Panic during kernel booting on HP Proliant DL180G6 and latest STABLE

Thu Sep 22 04:19:27 UTC 2011

On Wed, Sep 21, 2011 at 08:26:46PM -0700, Craig Leres wrote:
> I have a lot of supermicro motherboards and the newest ones have igb
> chipsets; they've been quite a headache with respect to FreeBSD 8. I'm
> running 8.2-RELEASE but have upgraded parts of my kernel to 8-RELENG (as
> of a few months ago). Some of them work ok while others panic on bootup.
> Upgrading to newer versions of the intel igb code fixes some but breaks
> others. It's been frustrating.
> 
> While working on this today, I saw two different kernel panics:
> 
>     Could not setup receive structures
>     m_getzone: m_getjcl: invalid cluster type
> 
> I tried John Baldwin's patch but got the "invalid cluster type" panic so
> I backed it out.
> 
> Later I figured out that either turning off hw.igb.enable_msix
> (loader.conf) or raising kern.ipc.nmbclusters to 131072 (sysctl.conf)
> and setting hw.igb.num_queues to 4 (loader.conf) would avoid the
> "receive structures" panic but either way I was seeing the "invalid
> cluster type" panic.
> 
> Looking m_getjcl(), I suspected the passed size to be 0; some debugging
> confirmed this. Looks like a race here where a receive interrupt comes
> in before adapter->rx_mbuf_sz has been initialized.
> 
> Attached is the hack I added to avoid the panic when booting. The idea
> is to pretend m_getjcl() failed to allocate a cluster rather than to go
> down in flames.
> 
>                 Craig

> Index: if_igb.c
> ===================================================================
> --- if_igb.c	(revision 31)
> +++ if_igb.c	(working copy)
> @@ -3695,6 +3695,11 @@
>  		    htole64(hseg[0].ds_addr);
>  no_split:
>  		if (rxbuf->m_pack == NULL) {
> +			if (adapter->rx_mbuf_sz == 0) {
> +				printf("igb_refresh_mbufs: "
> +				     "avoid m_getjcl() panic\n");
> +				goto update;
> +			}
>  			mp = m_getjcl(M_DONTWAIT, MT_DATA,
>  			    M_PKTHDR, adapter->rx_mbuf_sz);
>  			if (mp == NULL)
> @@ -3912,6 +3917,12 @@
>  
>  skip_head:
>  		/* Now the payload cluster */
> +		if (adapter->rx_mbuf_sz == 0) {
> +			printf("igb_setup_receive_ring: "
> +			    "avoid m_getjcl() panic\n");
> +			error = ENOBUFS;
> +			goto fail;
> +		}
>  		rxbuf->m_pack = m_getjcl(M_DONTWAIT, MT_DATA,
>  		    M_PKTHDR, adapter->rx_mbuf_sz);
>  		if (rxbuf->m_pack == NULL) {

The fact you have this happening on multiple systems is uncomfortable.
It makes me uncomfortable because we use Supermicro hardware
exclusively.

Your Email contains no reference ID or in-reply-to headers so it appears
as a new thread.  As such I'll point readers to the thread which spans
over months:

http://lists.freebsd.org/pipermail/freebsd-stable/2011-May/062596.html
http://lists.freebsd.org/pipermail/freebsd-stable/2011-June/062949.html
http://lists.freebsd.org/pipermail/freebsd-stable/2011-September/063867.html

Also re-CC'ing Jack Vogel.

Chris, I am under the impression that to get proper visibility and
attention in this matter, you're probably going to need to set up serial
console (both BIOS-level and bootloader-level) for remote debugging
capability.  Jack, John, or someone familiar with kernel debugging is
probably going to need to get access to a machine which is experiencing
this problem so they can figure out what's going on.

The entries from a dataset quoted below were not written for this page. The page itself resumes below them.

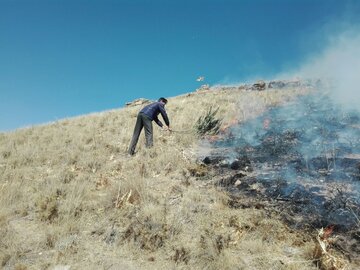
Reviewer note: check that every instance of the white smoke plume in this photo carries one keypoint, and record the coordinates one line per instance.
(339, 65)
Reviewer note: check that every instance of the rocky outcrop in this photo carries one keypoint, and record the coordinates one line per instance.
(139, 101)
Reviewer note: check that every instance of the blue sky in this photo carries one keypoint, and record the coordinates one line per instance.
(62, 58)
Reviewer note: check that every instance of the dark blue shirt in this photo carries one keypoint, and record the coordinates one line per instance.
(152, 111)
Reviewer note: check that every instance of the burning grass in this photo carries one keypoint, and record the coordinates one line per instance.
(70, 197)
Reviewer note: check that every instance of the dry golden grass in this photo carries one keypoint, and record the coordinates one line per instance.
(71, 198)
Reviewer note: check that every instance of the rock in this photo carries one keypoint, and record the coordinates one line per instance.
(139, 101)
(276, 84)
(204, 87)
(260, 85)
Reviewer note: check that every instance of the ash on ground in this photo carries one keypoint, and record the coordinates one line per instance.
(302, 160)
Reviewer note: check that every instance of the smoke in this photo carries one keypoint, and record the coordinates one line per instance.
(339, 66)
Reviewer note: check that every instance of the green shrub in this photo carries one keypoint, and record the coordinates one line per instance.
(208, 123)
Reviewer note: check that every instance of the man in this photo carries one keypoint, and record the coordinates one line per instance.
(144, 119)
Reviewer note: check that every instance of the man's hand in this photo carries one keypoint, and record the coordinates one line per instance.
(166, 128)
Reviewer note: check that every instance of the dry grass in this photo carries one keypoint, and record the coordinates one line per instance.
(70, 197)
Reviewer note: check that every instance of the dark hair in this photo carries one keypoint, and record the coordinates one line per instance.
(163, 100)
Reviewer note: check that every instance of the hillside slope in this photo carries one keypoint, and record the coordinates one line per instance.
(71, 197)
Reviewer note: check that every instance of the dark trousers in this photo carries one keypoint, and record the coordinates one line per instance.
(142, 121)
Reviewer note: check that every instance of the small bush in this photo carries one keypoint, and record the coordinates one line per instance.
(208, 123)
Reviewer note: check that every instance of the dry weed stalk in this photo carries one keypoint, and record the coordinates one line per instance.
(324, 255)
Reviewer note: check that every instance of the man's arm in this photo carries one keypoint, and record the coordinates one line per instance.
(157, 121)
(164, 115)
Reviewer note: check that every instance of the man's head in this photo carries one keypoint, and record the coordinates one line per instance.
(163, 100)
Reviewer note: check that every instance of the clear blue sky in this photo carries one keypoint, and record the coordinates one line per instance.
(62, 58)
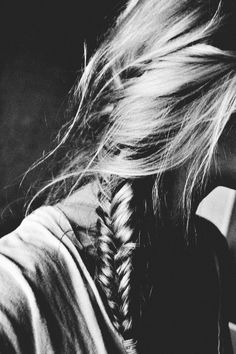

The tricky part here is that you're going to need to have a custom
kernel built that includes numerous debugging options.  PXE booting is
probably the easiest method.  Remember you don't need filesystems on the
system, just a kernel that boots/loads and will drop to ddb> when the
panic happens.

-- 
| Jeremy Chadwick                                jdc at parodius.com |
| Parodius Networking                       http://www.parodius.com/ |
| UNIX Systems Administrator                   Mountain View, CA, US |
| Making life hard for others since 1977.               PGP 4BD6C0CB |